Jika diperintah bersatu … 
• enggan dengan alasan ego dan kepentingan kelompok. 
Jika ada anggota yang keluar dari pendapat kelompoknya … 
• dianggap telah menyimpang dan membelot bahkan bisa dikenakan sanksi. 
Padahal dalam bermadzhab saja tidak sampai segitu banget. Imam Nawawi yang jadi ulama besar Syafi’iyah saja biasa menyelisihi pendapat imamnya, Imam Syafi’i. Bahkan dalam madzhab Syafi’i saja ada beberapa ‘wajh’ (pendapat), tak sekaku pendapat kelompok. Karena yang ingin diikuti oleh Imam Nawawi adalah dalil. 
"Jadi lebih enak bermadzhab, bebas berpendapat. Namun tentu saja berpendapat yang sesuai dengan dalil Al-Qur’an dan Hadits. 
Ingat baik-baik perkataan Imam Syafi’i supaya menjauhi taqlid. 
Imam Syafi’i rahimahullah berkata, “Setiap yang aku katakan, kemudian ada hadits shahih yang menyelisihinya, maka hadits Nabi tersebut lebih utama untuk diikuti. Janganlah kalian taqlid kepadaku”. 

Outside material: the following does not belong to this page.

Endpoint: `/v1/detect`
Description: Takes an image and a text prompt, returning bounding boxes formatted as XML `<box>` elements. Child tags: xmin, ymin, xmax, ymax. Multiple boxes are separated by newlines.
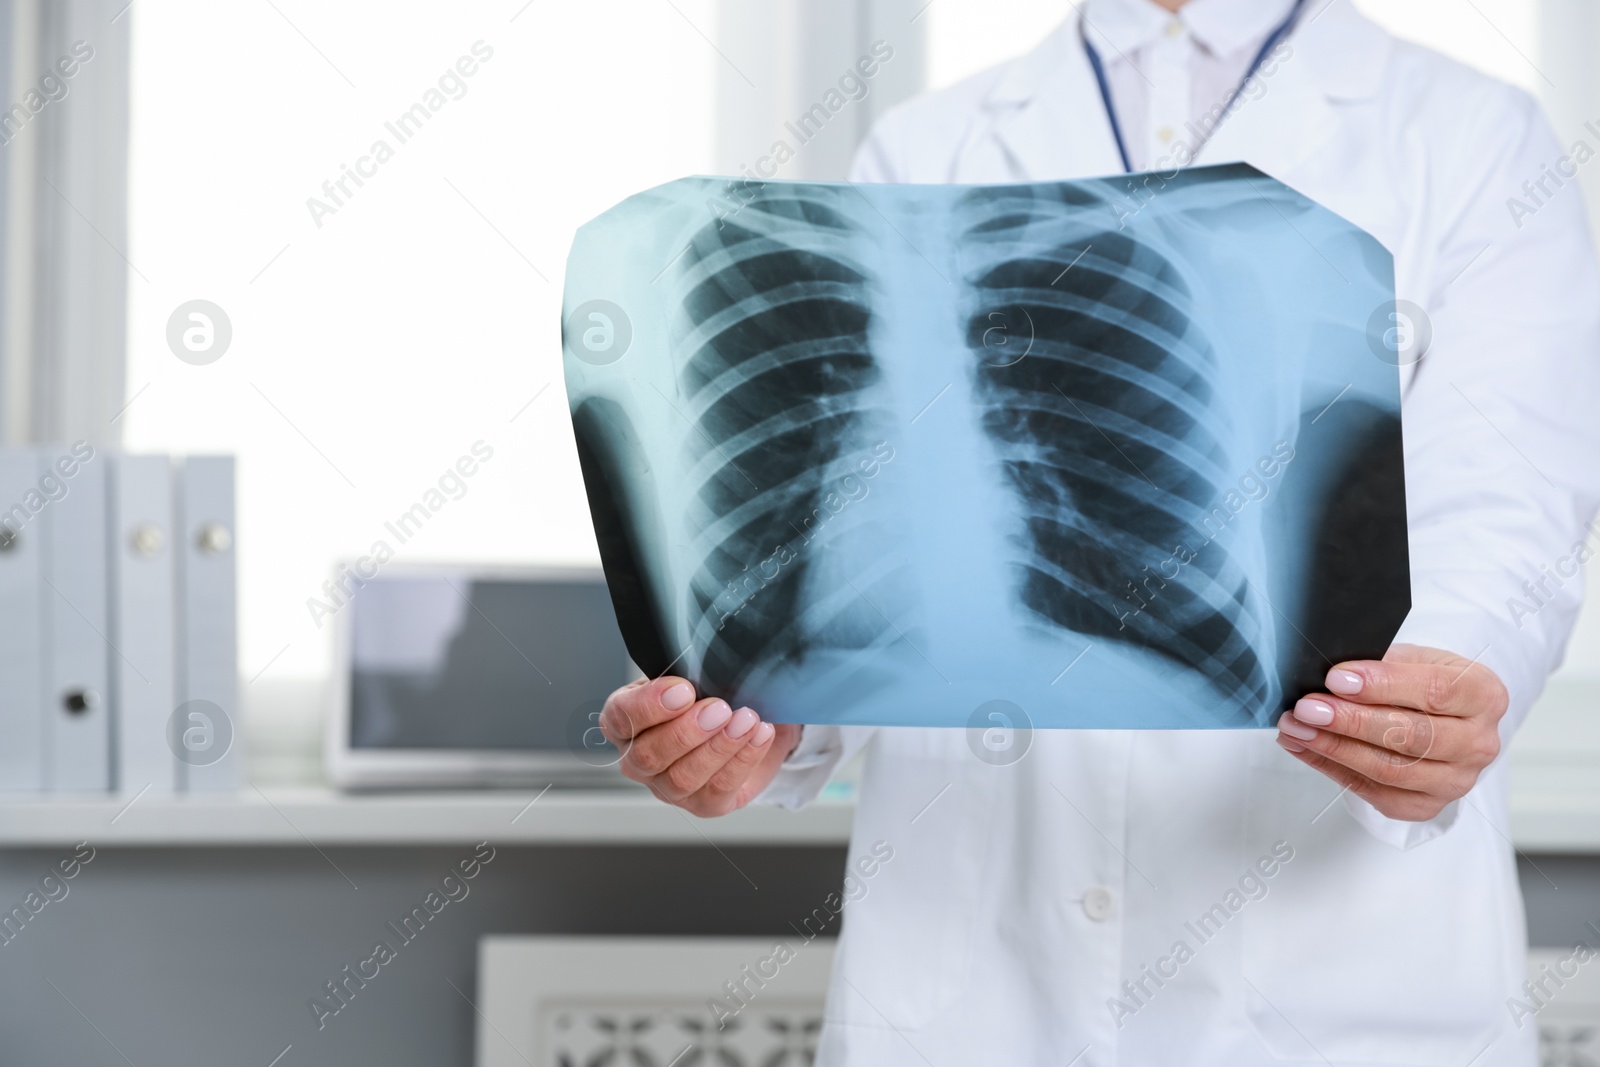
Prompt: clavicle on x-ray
<box><xmin>563</xmin><ymin>163</ymin><xmax>1409</xmax><ymax>730</ymax></box>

Ashabiyah Kaum Anshar dan Muhajirin 
Ketika ada sifat fanatik pada kaum Anshar dan Muhajirin, Nabi shallallahu ‘alaihi wa sallam mengingatkannya. Ashabiyah seperti itu dianggap termasuk sifat jahiliyyah. Sifat ashabiyah yang terjadi karena tolong menolong yang terjadi pada kaum Anshar adalah pada kebatilan, begitu pula pada kaum Muhajirin. Sedangkan sifat orang mukmin adalah saling tolong menolong dalam kebenaran, baik kebenaran itu dari dalam atau luar kaumnya. 
Nasihat di atas berlaku untuk diri kami, pada setiap da’i dan pendakwah. Semoga kita terjauhkan dari sifat ashobiyah dan fanatik kelompok yang berlebihan dan melampaui batas.